Independence is fostered in doctoral and postdoctoral researchers in that they:

  • attend conferences.
  • are successively given greater freedom to experiment and develop as individuals.
  • are openly informed about framework conditions, e.g. how and from what sources their positions are funded, what cooperation agreements exist, how the participatory structures work at the higher education institution, etc. This knowledge helps them become established, understand the broader context in which they are operating and get involved in academic self-administration, for example.
  • take on responsibility on a project basis and get involved in management.
  • participate on committees. This is an important experience and also gives them an opportunity to exert influence. As far as committee work is concerned, they should make sensible choices so as to avoid overload.

Independence is a challenge, too; mistakes and failure are part and parcel of the process and must be permitted.

It is helpful for researchers to raise their own funds. This can range from “mini-budgets” awarded at an institute, to research grants awarded by funding organisations. Where researchers have to manage their own funds, this involves additional tasks and responsibilities, depending on the discipline – such as taking on personnel responsibility or conducting animal experiments, etc.
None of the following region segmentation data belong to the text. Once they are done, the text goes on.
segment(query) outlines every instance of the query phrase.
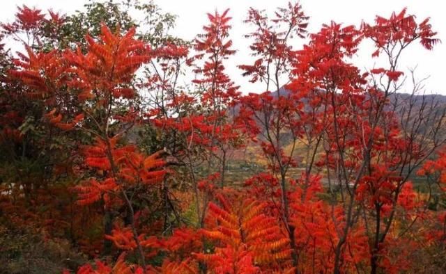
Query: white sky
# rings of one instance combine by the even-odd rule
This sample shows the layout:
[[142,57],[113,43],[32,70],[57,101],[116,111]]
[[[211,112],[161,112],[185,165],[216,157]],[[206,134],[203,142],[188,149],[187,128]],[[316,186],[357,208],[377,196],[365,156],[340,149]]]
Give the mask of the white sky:
[[[141,2],[144,0],[141,0]],[[230,16],[232,20],[231,38],[235,49],[238,51],[226,66],[229,74],[238,85],[242,86],[245,92],[259,92],[261,89],[258,85],[249,84],[247,79],[240,76],[240,71],[236,67],[237,65],[250,63],[252,58],[248,51],[249,41],[243,35],[249,31],[244,26],[247,8],[250,6],[259,9],[265,9],[272,13],[277,6],[284,6],[288,0],[155,0],[164,11],[178,15],[176,26],[172,34],[184,39],[192,39],[197,33],[201,32],[201,26],[207,23],[206,13],[213,13],[215,9],[223,11],[231,8]],[[446,61],[446,17],[444,15],[444,3],[439,0],[301,0],[302,8],[306,14],[310,16],[309,31],[316,32],[322,24],[334,20],[345,24],[359,24],[361,20],[372,22],[376,15],[384,17],[390,16],[392,11],[399,12],[403,7],[408,8],[410,13],[417,15],[419,20],[426,17],[431,17],[431,23],[434,31],[438,32],[438,37],[443,41],[434,47],[431,51],[424,50],[420,46],[413,45],[407,49],[402,57],[400,70],[407,71],[408,67],[414,67],[417,65],[417,77],[430,76],[426,82],[426,91],[428,92],[446,95],[446,88],[443,88],[443,77],[445,77]],[[11,22],[16,12],[17,6],[25,4],[29,7],[37,7],[45,10],[52,8],[55,11],[71,13],[75,10],[82,10],[88,0],[2,0],[0,9],[1,22]],[[295,47],[300,48],[301,42],[297,42]],[[365,48],[360,51],[360,56],[355,58],[355,64],[360,67],[370,68],[375,60],[369,56],[371,51]]]

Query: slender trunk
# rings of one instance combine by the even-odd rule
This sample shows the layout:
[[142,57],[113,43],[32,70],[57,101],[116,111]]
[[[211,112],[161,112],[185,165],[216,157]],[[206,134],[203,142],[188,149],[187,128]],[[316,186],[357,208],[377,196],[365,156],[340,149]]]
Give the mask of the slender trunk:
[[375,204],[375,209],[376,210],[376,227],[375,229],[374,247],[371,250],[371,256],[370,257],[371,274],[376,274],[376,271],[378,269],[378,252],[379,251],[380,226],[381,225],[380,206],[379,204]]
[[[113,215],[112,212],[105,209],[104,212],[104,234],[110,235],[113,228]],[[113,242],[109,239],[104,240],[104,246],[102,247],[102,256],[109,256],[112,254],[112,248]]]

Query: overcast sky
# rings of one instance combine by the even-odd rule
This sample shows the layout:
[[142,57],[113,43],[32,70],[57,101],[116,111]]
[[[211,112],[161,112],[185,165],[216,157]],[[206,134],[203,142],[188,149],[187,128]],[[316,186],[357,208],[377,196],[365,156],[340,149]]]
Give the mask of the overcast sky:
[[[141,0],[141,2],[144,0]],[[184,39],[192,39],[201,31],[201,26],[207,22],[206,13],[215,9],[224,10],[231,8],[233,17],[231,38],[235,49],[238,49],[236,56],[228,64],[230,75],[236,83],[241,85],[245,92],[259,92],[258,86],[250,85],[246,79],[240,76],[240,70],[236,65],[247,63],[252,60],[247,51],[249,41],[243,35],[249,29],[243,25],[247,8],[254,6],[272,13],[277,6],[286,5],[289,0],[155,0],[155,3],[166,12],[178,16],[176,26],[172,34]],[[52,8],[70,14],[75,10],[82,10],[88,0],[3,0],[0,8],[2,22],[13,19],[17,6],[25,4],[29,7],[37,7],[43,10]],[[446,95],[443,79],[445,78],[445,61],[446,61],[446,16],[444,4],[438,0],[301,0],[305,12],[310,16],[309,31],[317,31],[322,24],[334,20],[344,24],[359,24],[363,19],[371,22],[376,15],[388,17],[392,11],[400,11],[407,7],[410,13],[417,15],[419,20],[431,17],[433,29],[438,32],[438,38],[443,44],[438,45],[433,51],[427,51],[418,45],[413,45],[402,56],[400,70],[407,71],[408,67],[417,65],[417,78],[430,76],[426,82],[426,91]],[[297,48],[300,47],[296,43]],[[374,62],[369,58],[371,51],[367,47],[360,51],[355,63],[360,67],[370,67]]]

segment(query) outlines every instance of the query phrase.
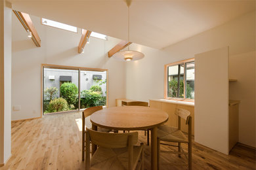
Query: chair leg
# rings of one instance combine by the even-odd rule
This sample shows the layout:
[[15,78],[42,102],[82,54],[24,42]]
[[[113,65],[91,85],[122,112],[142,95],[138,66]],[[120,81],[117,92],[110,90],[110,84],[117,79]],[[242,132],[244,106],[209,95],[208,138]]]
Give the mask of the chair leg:
[[158,139],[158,169],[160,169],[160,141]]
[[[179,143],[179,152],[181,152],[181,143]],[[181,158],[181,154],[179,154],[179,157]]]
[[144,170],[144,149],[141,152],[141,170]]
[[188,144],[188,170],[192,170],[192,143]]
[[82,161],[85,160],[85,133],[82,134]]
[[[146,140],[147,141],[147,145],[149,146],[149,130],[146,130],[147,131],[147,137],[146,137]],[[145,131],[146,132],[146,131]]]

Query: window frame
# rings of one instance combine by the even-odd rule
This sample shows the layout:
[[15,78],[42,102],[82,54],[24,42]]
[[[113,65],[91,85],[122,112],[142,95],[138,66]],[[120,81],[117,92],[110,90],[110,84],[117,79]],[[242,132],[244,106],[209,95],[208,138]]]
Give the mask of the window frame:
[[[190,59],[187,59],[187,60],[182,60],[182,61],[177,61],[177,62],[175,62],[175,63],[168,63],[168,64],[165,64],[164,65],[164,99],[172,99],[172,100],[179,100],[179,101],[192,101],[194,102],[194,99],[188,99],[188,98],[186,98],[186,63],[190,63],[190,62],[192,62],[192,61],[195,61],[195,58],[190,58]],[[175,65],[181,65],[181,64],[183,64],[184,65],[184,75],[183,75],[183,84],[184,84],[184,87],[183,87],[183,89],[184,89],[184,92],[183,92],[183,94],[184,94],[184,97],[183,98],[181,98],[181,97],[168,97],[168,85],[167,85],[167,83],[168,83],[168,67],[170,67],[170,66],[175,66]],[[179,76],[179,75],[178,75]]]
[[[43,113],[43,100],[44,100],[44,69],[69,69],[69,70],[77,70],[78,71],[78,97],[79,97],[79,107],[77,110],[68,110],[63,111],[61,112],[80,112],[83,111],[85,109],[81,109],[80,106],[80,84],[81,84],[81,71],[98,71],[104,72],[106,71],[106,107],[108,107],[108,69],[96,69],[96,68],[89,68],[89,67],[75,67],[75,66],[68,66],[68,65],[53,65],[53,64],[46,64],[42,63],[41,65],[41,117],[44,116]],[[49,114],[58,114],[59,112],[53,112]],[[48,114],[47,114],[48,115]]]

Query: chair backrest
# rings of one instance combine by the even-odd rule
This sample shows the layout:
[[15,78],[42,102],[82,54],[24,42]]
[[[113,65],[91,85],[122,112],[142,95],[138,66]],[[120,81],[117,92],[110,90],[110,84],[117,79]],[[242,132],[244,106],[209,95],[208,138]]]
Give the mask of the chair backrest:
[[98,146],[104,148],[119,148],[135,145],[138,142],[138,132],[131,133],[105,133],[87,129],[90,140]]
[[148,103],[146,101],[125,101],[125,102],[122,101],[122,105],[148,107]]
[[86,109],[85,110],[83,110],[83,113],[85,116],[85,118],[91,116],[93,113],[94,113],[96,111],[100,110],[102,109],[102,106],[98,106],[98,107],[92,107]]
[[189,122],[189,118],[190,115],[190,112],[188,110],[181,109],[181,108],[176,108],[175,109],[175,114],[181,117],[181,118],[185,120],[186,124],[188,124]]

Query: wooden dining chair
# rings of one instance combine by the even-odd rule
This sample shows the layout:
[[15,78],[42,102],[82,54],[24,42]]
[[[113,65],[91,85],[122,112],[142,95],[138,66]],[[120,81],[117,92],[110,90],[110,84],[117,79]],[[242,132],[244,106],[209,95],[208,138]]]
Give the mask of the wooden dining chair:
[[[160,169],[160,152],[177,154],[179,157],[181,157],[181,154],[184,154],[187,159],[188,163],[163,163],[165,165],[181,165],[188,166],[188,169],[192,169],[192,118],[190,116],[190,111],[183,109],[175,109],[175,114],[178,116],[178,128],[169,127],[166,125],[161,125],[158,128],[158,167]],[[186,122],[186,125],[188,129],[188,137],[186,137],[185,135],[181,130],[181,120],[184,119]],[[161,143],[164,141],[165,143]],[[176,143],[177,145],[173,145],[169,143]],[[188,150],[184,152],[183,148],[181,146],[181,143],[188,144]],[[171,146],[178,148],[177,152],[173,151],[161,151],[160,144]]]
[[[97,106],[97,107],[92,107],[86,109],[85,110],[83,110],[83,114],[82,114],[82,160],[83,161],[85,160],[85,128],[92,128],[92,124],[89,118],[86,118],[89,116],[90,116],[93,113],[94,113],[96,111],[100,110],[102,109],[102,106]],[[104,132],[109,132],[111,130],[108,129],[104,129],[98,127],[98,131],[104,131]]]
[[[148,107],[148,103],[146,101],[124,101],[121,102],[122,106],[142,106]],[[149,145],[149,129],[144,131],[144,135],[146,135],[147,145]]]
[[[138,132],[105,133],[87,129],[85,169],[144,169],[143,144]],[[90,141],[98,147],[90,159]]]

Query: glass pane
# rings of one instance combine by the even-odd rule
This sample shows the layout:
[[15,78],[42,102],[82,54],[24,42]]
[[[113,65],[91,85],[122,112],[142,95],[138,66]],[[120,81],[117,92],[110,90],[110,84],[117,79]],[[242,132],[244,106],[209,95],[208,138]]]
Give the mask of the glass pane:
[[45,19],[45,18],[42,18],[42,24],[45,25],[45,26],[52,26],[54,27],[60,28],[60,29],[65,29],[67,31],[72,31],[74,33],[77,32],[77,27],[76,27],[72,26],[65,24],[63,23],[60,23],[58,22],[50,20]]
[[179,97],[184,98],[184,64],[180,65]]
[[81,71],[80,108],[105,106],[106,71]]
[[186,63],[186,98],[194,99],[195,94],[195,63]]
[[168,67],[168,97],[184,97],[183,79],[183,64]]
[[78,109],[78,70],[44,69],[44,114]]

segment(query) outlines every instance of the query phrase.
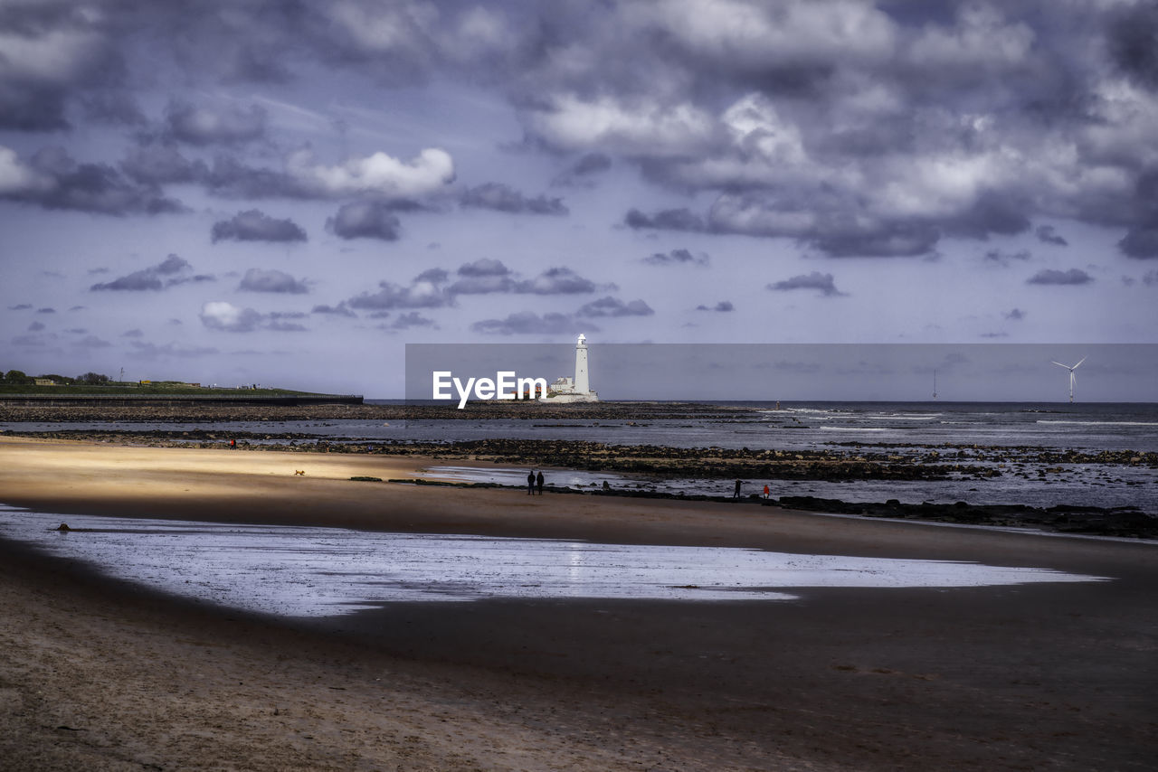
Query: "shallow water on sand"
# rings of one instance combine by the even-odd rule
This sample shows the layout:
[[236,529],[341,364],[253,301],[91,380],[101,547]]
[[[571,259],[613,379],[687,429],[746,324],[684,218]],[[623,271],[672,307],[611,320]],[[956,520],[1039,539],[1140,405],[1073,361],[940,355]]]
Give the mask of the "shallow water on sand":
[[[71,530],[57,529],[67,522]],[[735,547],[390,534],[69,515],[0,506],[0,537],[181,596],[287,617],[488,598],[791,601],[791,588],[982,587],[1102,578]]]

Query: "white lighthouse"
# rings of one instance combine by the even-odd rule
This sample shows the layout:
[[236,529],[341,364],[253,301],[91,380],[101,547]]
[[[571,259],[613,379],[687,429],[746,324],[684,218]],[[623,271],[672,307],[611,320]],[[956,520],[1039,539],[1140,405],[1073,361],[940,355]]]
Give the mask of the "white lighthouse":
[[599,395],[591,390],[591,372],[587,368],[587,337],[582,333],[576,341],[576,376],[563,376],[547,388],[547,396],[540,402],[599,402]]
[[591,391],[591,377],[587,375],[587,338],[579,333],[576,341],[576,391],[587,394]]

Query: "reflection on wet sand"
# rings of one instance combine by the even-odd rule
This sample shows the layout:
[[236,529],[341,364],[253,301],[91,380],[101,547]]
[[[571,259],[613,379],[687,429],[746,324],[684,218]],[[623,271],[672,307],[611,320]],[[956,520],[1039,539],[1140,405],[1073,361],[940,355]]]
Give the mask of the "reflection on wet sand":
[[1100,578],[940,560],[391,534],[0,509],[0,537],[118,579],[288,617],[488,598],[790,601],[787,588],[981,587]]

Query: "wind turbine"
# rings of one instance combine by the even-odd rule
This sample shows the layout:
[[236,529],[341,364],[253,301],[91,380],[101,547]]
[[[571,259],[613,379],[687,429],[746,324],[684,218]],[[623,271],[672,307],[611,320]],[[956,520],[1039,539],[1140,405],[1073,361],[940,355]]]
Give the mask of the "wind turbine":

Here, less experienced researchers will require support (from the institute management or administration), especially in the case of fixed-term positions, so as to enable them to progress with their research according to plan.

Leaders of independent junior research groups are comparable to junior professors or qualifying professors: they have been through a competitive procedure to acquire funding for a research project that they pursue with their own research group, thereby preparing for a leadership position in science and academia. For this reason, it would be beneficial if they were given a status comparable to that of a junior professor or qualifying professor.

Junior research group leaders can work independently and provide guidance for their staff. This also includes the right to supervise doctoral candidates.